Quantum Mechanics as a Framework for Dealing with Uncertainty
Paul Busch

TL;DR
This paper explores quantum uncertainty, highlighting how quantum fuzziness and indeterminacy, once seen as obstacles, can be harnessed as resources, especially for approximate joint measurements of noncommuting observables.
Contribution
It introduces a framework where quantum fuzziness enables approximate joint measurements, reframing quantum uncertainty as a fundamental unsharpness in measurement.
Findings
Quantum fuzziness allows for approximate joint measurement of noncommuting observables.
Quantum uncertainty can be viewed as a limitation of measurability due to unsharp events.

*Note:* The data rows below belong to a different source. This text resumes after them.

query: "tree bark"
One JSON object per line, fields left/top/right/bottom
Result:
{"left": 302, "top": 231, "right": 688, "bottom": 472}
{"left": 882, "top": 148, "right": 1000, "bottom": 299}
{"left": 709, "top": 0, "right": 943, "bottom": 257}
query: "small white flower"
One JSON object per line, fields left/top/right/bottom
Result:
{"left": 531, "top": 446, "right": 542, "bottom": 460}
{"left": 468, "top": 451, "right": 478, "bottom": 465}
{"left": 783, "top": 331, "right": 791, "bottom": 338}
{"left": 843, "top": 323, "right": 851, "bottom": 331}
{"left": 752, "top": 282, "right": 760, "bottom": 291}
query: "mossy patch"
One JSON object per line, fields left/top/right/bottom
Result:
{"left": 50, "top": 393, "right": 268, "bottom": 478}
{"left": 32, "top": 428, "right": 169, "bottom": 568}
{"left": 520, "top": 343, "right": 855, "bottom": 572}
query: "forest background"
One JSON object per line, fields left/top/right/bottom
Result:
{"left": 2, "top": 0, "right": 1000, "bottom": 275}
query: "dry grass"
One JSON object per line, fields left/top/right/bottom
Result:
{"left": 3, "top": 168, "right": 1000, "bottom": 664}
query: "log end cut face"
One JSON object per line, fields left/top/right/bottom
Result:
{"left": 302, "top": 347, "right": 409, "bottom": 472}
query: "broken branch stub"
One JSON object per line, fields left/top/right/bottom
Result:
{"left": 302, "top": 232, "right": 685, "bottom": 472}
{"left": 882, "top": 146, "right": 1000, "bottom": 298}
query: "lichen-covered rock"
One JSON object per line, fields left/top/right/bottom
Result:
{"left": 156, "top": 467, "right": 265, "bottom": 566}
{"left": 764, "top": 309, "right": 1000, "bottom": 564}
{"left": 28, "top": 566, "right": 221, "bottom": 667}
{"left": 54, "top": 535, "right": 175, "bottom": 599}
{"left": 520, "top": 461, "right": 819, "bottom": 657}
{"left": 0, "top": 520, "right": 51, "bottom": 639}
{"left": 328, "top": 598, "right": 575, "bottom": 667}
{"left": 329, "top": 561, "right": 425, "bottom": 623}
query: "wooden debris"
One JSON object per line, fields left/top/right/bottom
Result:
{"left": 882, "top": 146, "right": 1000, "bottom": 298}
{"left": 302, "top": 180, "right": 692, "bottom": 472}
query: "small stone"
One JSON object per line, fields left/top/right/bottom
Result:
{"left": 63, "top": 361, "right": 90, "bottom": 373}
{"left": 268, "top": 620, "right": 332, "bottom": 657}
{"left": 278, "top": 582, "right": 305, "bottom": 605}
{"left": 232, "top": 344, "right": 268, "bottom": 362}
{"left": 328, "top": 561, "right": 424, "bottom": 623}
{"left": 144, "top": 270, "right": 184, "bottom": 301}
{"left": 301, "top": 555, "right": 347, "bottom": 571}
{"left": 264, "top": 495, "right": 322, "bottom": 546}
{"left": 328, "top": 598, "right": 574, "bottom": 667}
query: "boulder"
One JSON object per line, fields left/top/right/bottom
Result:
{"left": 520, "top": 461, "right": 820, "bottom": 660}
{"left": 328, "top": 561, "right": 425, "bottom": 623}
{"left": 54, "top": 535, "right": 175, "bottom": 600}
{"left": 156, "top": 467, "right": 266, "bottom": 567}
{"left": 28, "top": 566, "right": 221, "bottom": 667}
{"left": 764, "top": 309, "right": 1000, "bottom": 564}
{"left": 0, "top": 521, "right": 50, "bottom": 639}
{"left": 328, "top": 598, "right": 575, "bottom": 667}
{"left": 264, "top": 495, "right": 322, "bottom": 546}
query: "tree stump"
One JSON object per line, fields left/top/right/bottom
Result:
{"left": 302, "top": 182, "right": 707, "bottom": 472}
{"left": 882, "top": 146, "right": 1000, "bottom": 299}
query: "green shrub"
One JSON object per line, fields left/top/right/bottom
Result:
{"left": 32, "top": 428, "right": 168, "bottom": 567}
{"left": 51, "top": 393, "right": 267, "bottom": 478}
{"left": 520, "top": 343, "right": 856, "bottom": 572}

Quantum events are fundamentally unsharp, reflecting a fuzzy event structure.
Abstract
Quantum uncertainty is described here in two guises: indeterminacy with its concomitant indeterminism of measurement outcomes, and fuzziness, or unsharpness. Both features were long seen as obstructions of experimental possibilities that were available in the realm of classical physics. The birth of quantum information science was due to the realization that such obstructions can be turned into powerful resources. Here we review how the utilization of quantum fuzziness makes room for a notion of approximate joint measurement of noncommuting observables. We also show how from a classical perspective quantum uncertainty is due to a limitation of measurability reflected in a fuzzy event structure -- all quantum events are fundamentally unsharp.